Commercially, the song peaked at number five on the Hot Latin Songs chart and number one on the Latin Pop Airplay chart in the United States. A music video for the song was filmed in Colombia in which the band performs at Sierra Nevada de Santa Marta mountain range while also depicting a love story with a couple; it was nominated for Video of the Year at the 1996 Lo Nuestro Awards. In 2015, Vives re-recorded "La Tierra del Olvido" with several fellow Colombian acts. Its music video features the musicians performing the song in various locations of Colombia and further received a nomination for Video of the Year at the 2016 Lo Nuestro Awards.

== Background and composition ==
In 1993, Vives released his sixth studio album Clasicos de la Provincia, a collection of vallenato covers performed by the artist. The album was a modern pop take on the genre, which helped revitalize its popularity and sold over 2.5 million copies. Following the album's release, Vives and his band La Provincia spent weeks in a farm conceptualizing music for Vives' next project.. The result was La Tierra del Olvido, which blends Colombian folk music with contemporary music. The title track was written by Iván Benavides and Vives, who handled production alongside Richard Blair. Benavides commented that the song was "the result of a creative laboratory that allowed us to create a powerful concept, in which the local culture dialogued with the world". Vives remarked it "was a moment to understand that we could have global hits without losing our local connection".
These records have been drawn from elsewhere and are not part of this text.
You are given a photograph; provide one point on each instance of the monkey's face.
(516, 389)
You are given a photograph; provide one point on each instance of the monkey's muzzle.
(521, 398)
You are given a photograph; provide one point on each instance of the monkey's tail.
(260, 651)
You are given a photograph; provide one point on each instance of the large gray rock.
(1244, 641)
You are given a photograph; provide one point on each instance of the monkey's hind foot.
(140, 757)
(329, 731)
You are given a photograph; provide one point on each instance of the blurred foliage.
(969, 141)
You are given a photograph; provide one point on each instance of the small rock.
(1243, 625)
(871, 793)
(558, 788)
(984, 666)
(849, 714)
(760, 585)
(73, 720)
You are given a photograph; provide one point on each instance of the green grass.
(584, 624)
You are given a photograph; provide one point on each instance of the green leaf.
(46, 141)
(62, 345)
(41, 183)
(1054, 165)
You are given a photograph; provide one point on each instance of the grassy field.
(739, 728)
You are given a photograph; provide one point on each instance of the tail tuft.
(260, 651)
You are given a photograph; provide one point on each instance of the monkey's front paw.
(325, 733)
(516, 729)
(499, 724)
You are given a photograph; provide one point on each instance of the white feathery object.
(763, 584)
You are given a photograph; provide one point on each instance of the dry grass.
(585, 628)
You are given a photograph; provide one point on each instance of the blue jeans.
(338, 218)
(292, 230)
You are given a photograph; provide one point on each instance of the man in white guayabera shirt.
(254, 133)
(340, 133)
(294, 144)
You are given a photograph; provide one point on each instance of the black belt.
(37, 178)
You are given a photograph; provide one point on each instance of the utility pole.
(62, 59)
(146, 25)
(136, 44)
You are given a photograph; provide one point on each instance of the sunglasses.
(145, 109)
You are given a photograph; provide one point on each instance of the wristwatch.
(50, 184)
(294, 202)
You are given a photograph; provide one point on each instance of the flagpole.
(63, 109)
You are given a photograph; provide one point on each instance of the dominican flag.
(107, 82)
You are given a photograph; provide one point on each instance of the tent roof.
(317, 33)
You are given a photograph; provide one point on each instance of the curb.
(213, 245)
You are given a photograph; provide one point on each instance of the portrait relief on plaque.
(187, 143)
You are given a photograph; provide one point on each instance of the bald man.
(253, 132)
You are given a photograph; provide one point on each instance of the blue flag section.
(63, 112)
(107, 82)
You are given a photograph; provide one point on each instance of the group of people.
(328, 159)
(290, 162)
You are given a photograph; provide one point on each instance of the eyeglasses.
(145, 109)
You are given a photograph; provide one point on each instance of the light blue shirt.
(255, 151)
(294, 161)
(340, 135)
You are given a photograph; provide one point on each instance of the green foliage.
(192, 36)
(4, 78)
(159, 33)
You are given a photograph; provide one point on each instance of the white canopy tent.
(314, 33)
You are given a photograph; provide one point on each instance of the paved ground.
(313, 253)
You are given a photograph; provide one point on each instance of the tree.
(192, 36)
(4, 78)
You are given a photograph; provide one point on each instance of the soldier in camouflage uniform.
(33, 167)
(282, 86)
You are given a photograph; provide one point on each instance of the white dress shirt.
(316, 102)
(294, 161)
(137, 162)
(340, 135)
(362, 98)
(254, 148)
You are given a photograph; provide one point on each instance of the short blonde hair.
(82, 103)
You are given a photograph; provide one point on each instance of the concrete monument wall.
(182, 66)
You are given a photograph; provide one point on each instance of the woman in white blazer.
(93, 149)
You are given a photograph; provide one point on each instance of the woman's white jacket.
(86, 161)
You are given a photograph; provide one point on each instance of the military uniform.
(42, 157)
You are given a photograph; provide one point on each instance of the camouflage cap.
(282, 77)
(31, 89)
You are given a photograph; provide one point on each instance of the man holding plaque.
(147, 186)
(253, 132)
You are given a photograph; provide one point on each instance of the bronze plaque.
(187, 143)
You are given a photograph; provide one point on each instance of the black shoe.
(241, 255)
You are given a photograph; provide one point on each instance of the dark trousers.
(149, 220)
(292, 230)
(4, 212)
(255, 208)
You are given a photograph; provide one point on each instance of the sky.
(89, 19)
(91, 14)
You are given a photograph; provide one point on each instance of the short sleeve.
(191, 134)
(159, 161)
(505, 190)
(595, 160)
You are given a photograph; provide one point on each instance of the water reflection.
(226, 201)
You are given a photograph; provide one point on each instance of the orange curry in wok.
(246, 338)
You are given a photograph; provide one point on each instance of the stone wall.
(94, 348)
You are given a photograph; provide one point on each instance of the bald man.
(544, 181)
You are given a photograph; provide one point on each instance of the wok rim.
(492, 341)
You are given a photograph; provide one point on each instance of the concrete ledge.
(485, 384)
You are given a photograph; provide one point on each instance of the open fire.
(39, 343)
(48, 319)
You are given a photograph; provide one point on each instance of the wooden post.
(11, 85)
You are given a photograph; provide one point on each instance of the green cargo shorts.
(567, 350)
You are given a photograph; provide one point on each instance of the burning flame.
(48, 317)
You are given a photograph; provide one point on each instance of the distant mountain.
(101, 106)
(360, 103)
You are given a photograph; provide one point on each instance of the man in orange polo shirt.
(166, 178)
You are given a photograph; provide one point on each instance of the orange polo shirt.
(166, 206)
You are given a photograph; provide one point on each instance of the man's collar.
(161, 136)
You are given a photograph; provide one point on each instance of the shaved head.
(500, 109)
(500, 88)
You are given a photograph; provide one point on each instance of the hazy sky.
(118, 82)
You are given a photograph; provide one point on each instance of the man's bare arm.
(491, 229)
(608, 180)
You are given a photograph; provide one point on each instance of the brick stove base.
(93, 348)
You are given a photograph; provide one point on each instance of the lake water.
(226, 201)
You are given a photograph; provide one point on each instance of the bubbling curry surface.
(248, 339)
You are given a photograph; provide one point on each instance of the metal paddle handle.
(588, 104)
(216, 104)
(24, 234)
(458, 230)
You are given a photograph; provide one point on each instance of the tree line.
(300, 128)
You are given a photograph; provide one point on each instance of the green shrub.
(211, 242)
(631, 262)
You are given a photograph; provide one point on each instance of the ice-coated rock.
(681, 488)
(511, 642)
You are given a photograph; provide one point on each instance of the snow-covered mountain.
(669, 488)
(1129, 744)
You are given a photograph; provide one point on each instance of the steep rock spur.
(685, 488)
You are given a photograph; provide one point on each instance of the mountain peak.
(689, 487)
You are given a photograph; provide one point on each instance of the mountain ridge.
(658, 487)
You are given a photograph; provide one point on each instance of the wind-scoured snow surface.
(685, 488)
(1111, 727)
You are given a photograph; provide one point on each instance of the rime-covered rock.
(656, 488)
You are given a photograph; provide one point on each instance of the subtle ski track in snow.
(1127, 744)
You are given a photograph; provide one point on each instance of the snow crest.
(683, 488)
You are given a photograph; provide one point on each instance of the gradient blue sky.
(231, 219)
Musically, "La Tierra de Olvido" is a neo-vallenato song that utilizes the folk guitar and accordion. According to the Miami Herald writer Fernando Gonzalez, the track sounds "closer to nuevo tango than vallenato". In her book, Musical ImagiNation: U.S-Colombian Identity and the Latin Music Boom (2010), Maria Elena Cepeda wrote that the song's lyrics are allegedly about a "patient ode to a far-away lover" and that it "narrates the pain and longing provoked by distance". However, Cepeda noted that when read as a homage to Colombia, it references the country's culture. Similarly, the Los Angeles Times editor Agustin Garza interpreted the song's meaning as an "aching nostalgia for his homeland".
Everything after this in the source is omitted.